According to Elevance Health Foundation, some 9.5 million adults in the U.S. currently report suffering from both a substance use disorder and a mental illness. Substance use disorders — including the use of alcohol, heroin and synthetic opioids, and methamphetamine — affect over 20 million Americans aged 12 and over.

But mental health and substance abuse are among the thorniest of health problems to treat, involving as they do so many complex factors — including matters of biology and physical health, psychological and family factors, trauma, and historical and socioeconomic conditions and stressors. And these issues must be addressed across a wide range of different specialties and care providers — crisis response, medical care, social workers, psychologists and so on. It’s what mental health professionals and policymakers call the “continuum of care.”

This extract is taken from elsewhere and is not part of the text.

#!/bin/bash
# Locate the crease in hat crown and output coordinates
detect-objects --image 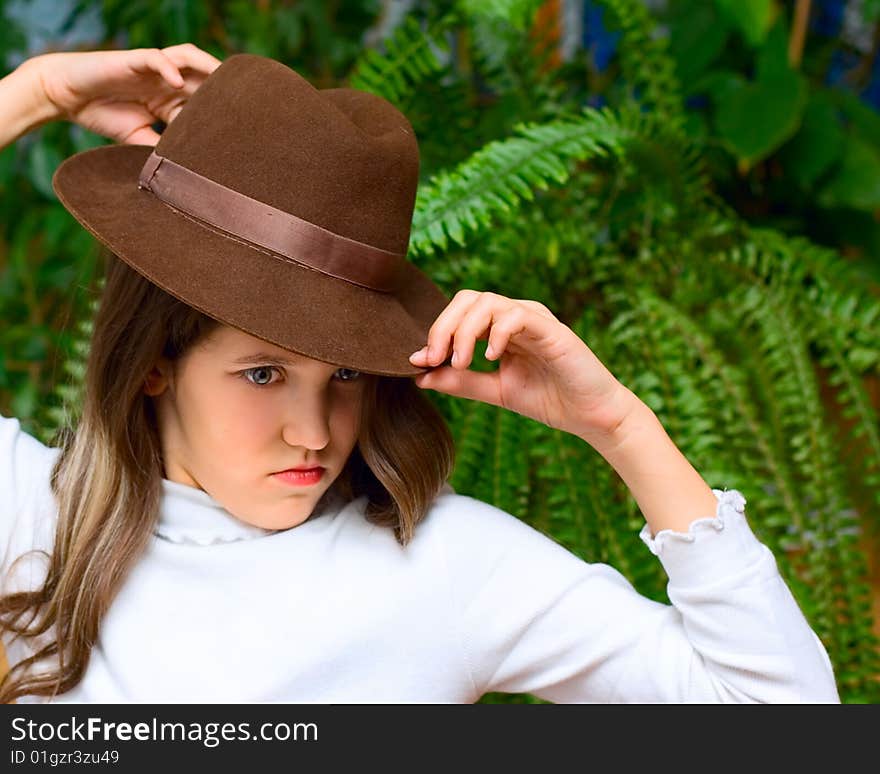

Elevance Health Foundation is seeking to address this continuum. “As we approached the funding footprint around substance use disorder, we did take into consideration the mental health component, but primarily, we are thinking about how to look at funding from prevention and early intervention, to treatments — whether that’s crisis response or immediate post-crisis — as well as long-term interventions,” Bowden said. “So we are thinking about how our programs can span that continuum of care around substance use disorder treatment and mental health.”

Of course, lessons learned about developing a continuum of care for people and communities don’t just apply to substance use disorders and mental care. They are the same kinds of challenges that impact many issues of health and wellness, and speak to disparities between communities. “We really also recognize that health is just so much more than healthcare,” Bowden said.